"Walking in the Clouds" has a normal narrative sequence. A French boy has admired the performers of high-altitude tightropes in the circus since he was a child. At the same time, he also has a talent for balance, and then he studied hard and practiced hard. After experiencing small setbacks, he successfully succeeded Performed successfully between the two towers of Notre Dame de Paris. By chance, he saw the twin towers of the World Trade Center, two of the tallest buildings in the world being built in New York, and he suddenly ignited his desire to conquer and determined to challenge that height.
It must be said that "Walking in the Clouds" is first and foremost a commercial film. In order to implement the World Trade Center plan, the male protagonist formed a team, including a girlfriend who was also a street artist, a photographer and a good friend, etc. The whole group planned how to infiltrate the building, transport materials to the top floor, and assemble at night. The tightrope, to the real implementation, is thrilling and has the style of a Hollywood blockbuster. I have suspected myself several times in "Now You See Me" or "Spy: Impossible".
But "Walking in the Clouds" has deep thinking. Today, the commercial color of the film is understandable, but in addition to the eye-catching trick and a half, a good work must have a reflection on human nature or the world.
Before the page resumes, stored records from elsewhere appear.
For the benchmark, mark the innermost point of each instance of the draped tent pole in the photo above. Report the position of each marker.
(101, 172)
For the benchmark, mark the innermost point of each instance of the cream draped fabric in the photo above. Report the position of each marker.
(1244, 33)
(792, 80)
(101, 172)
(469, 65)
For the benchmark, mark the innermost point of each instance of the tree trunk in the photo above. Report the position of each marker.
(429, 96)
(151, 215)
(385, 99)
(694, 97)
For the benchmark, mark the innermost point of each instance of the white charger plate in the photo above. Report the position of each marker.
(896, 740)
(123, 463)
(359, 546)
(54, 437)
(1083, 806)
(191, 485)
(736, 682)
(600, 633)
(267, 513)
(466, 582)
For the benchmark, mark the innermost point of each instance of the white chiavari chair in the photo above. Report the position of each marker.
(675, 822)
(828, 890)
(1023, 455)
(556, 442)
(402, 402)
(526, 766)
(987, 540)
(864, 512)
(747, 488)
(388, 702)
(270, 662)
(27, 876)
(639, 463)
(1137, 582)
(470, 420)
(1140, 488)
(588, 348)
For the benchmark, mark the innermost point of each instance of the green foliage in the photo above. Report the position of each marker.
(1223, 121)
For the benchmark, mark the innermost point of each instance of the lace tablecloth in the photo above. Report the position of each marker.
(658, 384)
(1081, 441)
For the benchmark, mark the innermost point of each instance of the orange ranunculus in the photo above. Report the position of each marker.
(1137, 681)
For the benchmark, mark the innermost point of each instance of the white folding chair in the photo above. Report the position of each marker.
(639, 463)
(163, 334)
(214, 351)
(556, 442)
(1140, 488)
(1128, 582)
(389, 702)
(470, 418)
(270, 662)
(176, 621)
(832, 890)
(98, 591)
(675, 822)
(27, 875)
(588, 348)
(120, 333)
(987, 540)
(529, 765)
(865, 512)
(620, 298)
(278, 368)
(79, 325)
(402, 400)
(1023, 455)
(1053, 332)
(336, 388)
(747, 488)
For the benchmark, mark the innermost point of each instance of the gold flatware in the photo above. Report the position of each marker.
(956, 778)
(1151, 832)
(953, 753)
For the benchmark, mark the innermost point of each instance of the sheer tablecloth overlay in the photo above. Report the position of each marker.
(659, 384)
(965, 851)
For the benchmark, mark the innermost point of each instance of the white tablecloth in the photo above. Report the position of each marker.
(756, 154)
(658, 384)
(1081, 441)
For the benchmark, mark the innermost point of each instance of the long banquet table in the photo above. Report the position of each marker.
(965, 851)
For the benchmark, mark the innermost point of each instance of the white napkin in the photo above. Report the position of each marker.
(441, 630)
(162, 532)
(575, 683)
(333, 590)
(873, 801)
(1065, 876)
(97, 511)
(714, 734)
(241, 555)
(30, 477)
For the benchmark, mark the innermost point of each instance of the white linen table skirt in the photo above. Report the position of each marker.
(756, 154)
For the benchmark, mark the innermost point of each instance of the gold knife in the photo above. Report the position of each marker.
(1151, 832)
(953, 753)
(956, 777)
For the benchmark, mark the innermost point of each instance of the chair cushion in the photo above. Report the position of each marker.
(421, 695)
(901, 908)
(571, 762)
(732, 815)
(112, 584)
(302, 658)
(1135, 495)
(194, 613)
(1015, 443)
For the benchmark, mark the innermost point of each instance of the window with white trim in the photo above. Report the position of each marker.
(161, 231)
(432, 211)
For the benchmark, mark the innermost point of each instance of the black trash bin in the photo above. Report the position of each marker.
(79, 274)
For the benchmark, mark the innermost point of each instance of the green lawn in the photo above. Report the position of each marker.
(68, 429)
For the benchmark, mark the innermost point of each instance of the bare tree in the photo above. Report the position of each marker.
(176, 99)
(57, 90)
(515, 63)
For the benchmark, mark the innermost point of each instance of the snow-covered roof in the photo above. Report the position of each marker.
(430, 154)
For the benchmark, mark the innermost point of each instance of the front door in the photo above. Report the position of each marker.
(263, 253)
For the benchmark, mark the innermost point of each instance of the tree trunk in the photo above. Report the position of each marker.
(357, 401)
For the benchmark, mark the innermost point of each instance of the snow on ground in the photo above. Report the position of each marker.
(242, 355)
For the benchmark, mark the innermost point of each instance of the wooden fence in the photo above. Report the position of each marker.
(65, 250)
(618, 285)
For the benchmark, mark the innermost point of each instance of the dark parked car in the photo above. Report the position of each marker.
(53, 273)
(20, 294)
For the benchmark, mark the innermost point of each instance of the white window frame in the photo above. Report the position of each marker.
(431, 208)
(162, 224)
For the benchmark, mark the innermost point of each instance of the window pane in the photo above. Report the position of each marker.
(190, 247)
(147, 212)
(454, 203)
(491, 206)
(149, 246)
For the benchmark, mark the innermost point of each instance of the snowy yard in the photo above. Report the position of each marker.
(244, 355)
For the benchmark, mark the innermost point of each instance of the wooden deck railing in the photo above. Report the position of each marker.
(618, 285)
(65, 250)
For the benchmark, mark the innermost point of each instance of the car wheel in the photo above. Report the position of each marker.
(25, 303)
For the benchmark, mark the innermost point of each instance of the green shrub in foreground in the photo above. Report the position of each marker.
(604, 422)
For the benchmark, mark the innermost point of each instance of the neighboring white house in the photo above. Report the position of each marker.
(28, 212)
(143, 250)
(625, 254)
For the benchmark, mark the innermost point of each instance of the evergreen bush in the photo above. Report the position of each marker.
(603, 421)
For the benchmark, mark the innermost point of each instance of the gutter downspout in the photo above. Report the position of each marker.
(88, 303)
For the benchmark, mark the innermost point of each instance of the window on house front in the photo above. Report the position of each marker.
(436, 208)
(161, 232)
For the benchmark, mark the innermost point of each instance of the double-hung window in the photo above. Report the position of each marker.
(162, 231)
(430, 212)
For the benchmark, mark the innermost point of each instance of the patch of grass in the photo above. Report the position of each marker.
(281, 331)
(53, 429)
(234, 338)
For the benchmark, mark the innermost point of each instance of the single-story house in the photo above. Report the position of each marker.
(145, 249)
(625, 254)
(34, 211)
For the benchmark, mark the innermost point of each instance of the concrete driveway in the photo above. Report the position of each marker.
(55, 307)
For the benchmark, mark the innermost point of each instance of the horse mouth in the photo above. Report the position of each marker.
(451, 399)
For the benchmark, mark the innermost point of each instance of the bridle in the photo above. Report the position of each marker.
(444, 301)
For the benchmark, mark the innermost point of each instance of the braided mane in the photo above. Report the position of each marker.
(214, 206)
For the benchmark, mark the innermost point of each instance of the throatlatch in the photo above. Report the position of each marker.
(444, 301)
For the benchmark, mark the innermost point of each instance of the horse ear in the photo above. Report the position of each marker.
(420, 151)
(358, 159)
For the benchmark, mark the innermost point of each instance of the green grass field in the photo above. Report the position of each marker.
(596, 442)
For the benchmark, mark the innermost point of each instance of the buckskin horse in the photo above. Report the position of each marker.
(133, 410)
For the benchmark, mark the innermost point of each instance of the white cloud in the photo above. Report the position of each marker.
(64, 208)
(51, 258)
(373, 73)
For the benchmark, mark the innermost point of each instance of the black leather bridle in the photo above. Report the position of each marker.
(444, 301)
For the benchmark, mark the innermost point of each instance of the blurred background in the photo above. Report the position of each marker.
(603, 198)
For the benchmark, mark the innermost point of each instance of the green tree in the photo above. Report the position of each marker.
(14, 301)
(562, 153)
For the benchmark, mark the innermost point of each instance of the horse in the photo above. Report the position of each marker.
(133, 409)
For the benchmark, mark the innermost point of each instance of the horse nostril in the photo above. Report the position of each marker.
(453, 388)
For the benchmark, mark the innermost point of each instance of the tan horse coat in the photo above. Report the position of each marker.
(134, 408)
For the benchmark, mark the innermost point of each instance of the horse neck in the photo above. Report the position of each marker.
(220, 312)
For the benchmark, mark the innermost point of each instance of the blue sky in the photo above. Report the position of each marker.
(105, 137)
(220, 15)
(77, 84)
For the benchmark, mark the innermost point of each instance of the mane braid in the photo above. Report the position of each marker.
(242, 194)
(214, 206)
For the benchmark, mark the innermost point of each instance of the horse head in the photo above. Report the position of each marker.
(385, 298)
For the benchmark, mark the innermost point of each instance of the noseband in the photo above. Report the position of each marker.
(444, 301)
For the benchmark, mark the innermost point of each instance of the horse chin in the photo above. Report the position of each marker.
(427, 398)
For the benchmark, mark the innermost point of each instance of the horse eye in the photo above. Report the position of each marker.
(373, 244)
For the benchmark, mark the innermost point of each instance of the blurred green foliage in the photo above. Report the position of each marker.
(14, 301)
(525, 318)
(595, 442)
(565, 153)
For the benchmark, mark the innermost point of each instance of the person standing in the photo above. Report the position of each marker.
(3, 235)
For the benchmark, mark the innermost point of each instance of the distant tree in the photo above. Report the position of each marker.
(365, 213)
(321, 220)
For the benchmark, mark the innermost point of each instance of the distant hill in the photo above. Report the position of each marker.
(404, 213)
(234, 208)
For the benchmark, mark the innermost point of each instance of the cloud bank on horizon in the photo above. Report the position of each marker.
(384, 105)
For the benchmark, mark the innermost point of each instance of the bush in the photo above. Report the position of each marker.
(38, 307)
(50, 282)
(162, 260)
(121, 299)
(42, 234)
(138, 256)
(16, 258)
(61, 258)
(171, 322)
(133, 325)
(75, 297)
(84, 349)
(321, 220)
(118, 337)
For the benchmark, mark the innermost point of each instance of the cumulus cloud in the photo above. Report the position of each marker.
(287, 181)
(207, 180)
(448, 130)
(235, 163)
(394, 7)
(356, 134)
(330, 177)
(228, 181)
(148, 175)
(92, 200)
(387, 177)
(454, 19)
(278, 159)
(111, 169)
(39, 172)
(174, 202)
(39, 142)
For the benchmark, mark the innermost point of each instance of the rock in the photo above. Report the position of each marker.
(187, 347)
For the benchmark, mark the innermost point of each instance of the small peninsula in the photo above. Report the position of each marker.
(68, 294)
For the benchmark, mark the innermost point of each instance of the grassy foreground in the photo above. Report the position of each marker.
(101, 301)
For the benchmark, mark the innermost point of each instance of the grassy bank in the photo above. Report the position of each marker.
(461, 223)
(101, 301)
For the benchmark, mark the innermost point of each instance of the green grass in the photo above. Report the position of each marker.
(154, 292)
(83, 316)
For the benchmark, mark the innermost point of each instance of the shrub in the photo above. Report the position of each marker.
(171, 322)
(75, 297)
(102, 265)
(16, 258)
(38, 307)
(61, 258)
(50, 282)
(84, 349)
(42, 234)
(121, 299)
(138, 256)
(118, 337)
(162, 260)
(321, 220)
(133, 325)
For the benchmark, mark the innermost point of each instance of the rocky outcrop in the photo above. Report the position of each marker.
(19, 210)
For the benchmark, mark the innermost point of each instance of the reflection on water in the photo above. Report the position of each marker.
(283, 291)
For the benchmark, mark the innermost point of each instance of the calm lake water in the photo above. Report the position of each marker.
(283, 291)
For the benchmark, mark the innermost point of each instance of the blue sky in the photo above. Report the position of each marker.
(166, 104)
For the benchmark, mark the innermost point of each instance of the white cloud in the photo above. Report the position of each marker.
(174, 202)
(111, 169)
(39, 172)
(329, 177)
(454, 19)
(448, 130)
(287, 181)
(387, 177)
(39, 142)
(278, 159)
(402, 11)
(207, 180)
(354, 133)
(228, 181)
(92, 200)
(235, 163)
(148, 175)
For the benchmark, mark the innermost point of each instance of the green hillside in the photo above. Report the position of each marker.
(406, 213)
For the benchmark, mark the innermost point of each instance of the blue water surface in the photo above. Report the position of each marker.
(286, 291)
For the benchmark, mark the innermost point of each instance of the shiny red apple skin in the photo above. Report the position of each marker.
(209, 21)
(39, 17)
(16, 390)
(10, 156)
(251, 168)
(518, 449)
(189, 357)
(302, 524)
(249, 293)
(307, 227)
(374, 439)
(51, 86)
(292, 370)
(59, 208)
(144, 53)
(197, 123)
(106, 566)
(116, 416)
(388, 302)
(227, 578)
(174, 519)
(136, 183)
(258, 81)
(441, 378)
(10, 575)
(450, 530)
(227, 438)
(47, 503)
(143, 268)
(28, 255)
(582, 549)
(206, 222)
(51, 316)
I remember that when the male protagonist stepped on the tightrope between the skyscrapers, there were clouds and mist all around, and the sky was white. The artist said in the first half of his life that he was absolutely invincible when he walked a high-altitude tightrope, but he still insisted on conquering the highest height in the world, probably because he felt nothing, in other words, no sense of existence.
This is the thinking of a tightrope walker, and it's the same for us. I once walked out of an office building late at night after working overtime, surrounded by high-rise buildings, traffic flowed constantly on the road, and mist was floating in the air at night. At that moment, because the task at hand was not going smoothly, I also felt lonely and empty inside. Presumably in the current CBD of Beijing, the reason why entrepreneurs have more seats than cafes is also because everyone is eager to make small achievements, to prove themselves, and to get rid of nothingness.
The same is true of careers, pushed to a wider field of life, and the same is true. In today's era, communication is convenient, materials are abundant, and most people's hearts are empty. The booming social network is aimed at countless "empty" people. On the Internet, everyone is eager to label themselves with various labels such as "single dog" and "procrastination", for fear of losing their belonging. At the end of the year, various companies scolded Juli for holding annual meetings, and played very heartwarming and sensational videos. Everyone sighed inwardly while weeping, ah, it's good to have a big family.
I have always resonated deeply with a scene portrayed by Baby Anne, which is that sometimes I wake up in the middle of a sleep, not early in the morning, in the evening or at night, I will instantly have the illusion that my life is over, but in an instant Sober, knowing that life is far from over. At that moment, thousands of lights were burning outside the window, and I was confused and didn't know where to go. I don’t know if it’s sensitive or what. I feel this kind of emptiness in life very clearly, so I especially like occasions like watching fireworks in a crowd. Those few minutes, gorgeous and scorching hot, seem to make people forget all the emptiness.
At the end of "Walking in the Clouds", the artist fell in love with New York and stayed in New York. The price of playing with fire at a high altitude was that the judge sentenced him to perform for children in the park every week. Of course, the height was only from the ground to the tree trunk, and he also enjoyed it. . He finally realized that, no matter how high or low, the audience is his life. When he looks down and sees the people who applaud him, he is no longer empty. After I finished my job, I finally realized that some problems cannot be solved by myself. As long as I do what I need to do, I will make a real contribution and will not be illusory.
But what about the heavier emptiness of life? I don't have an answer yet, I only swear to myself that I will never live like many mediocre people, living and dying with emptiness, the remaining answers should be far away, and can only be reached step by step.
The world is full of red dust, have you ever faced a void?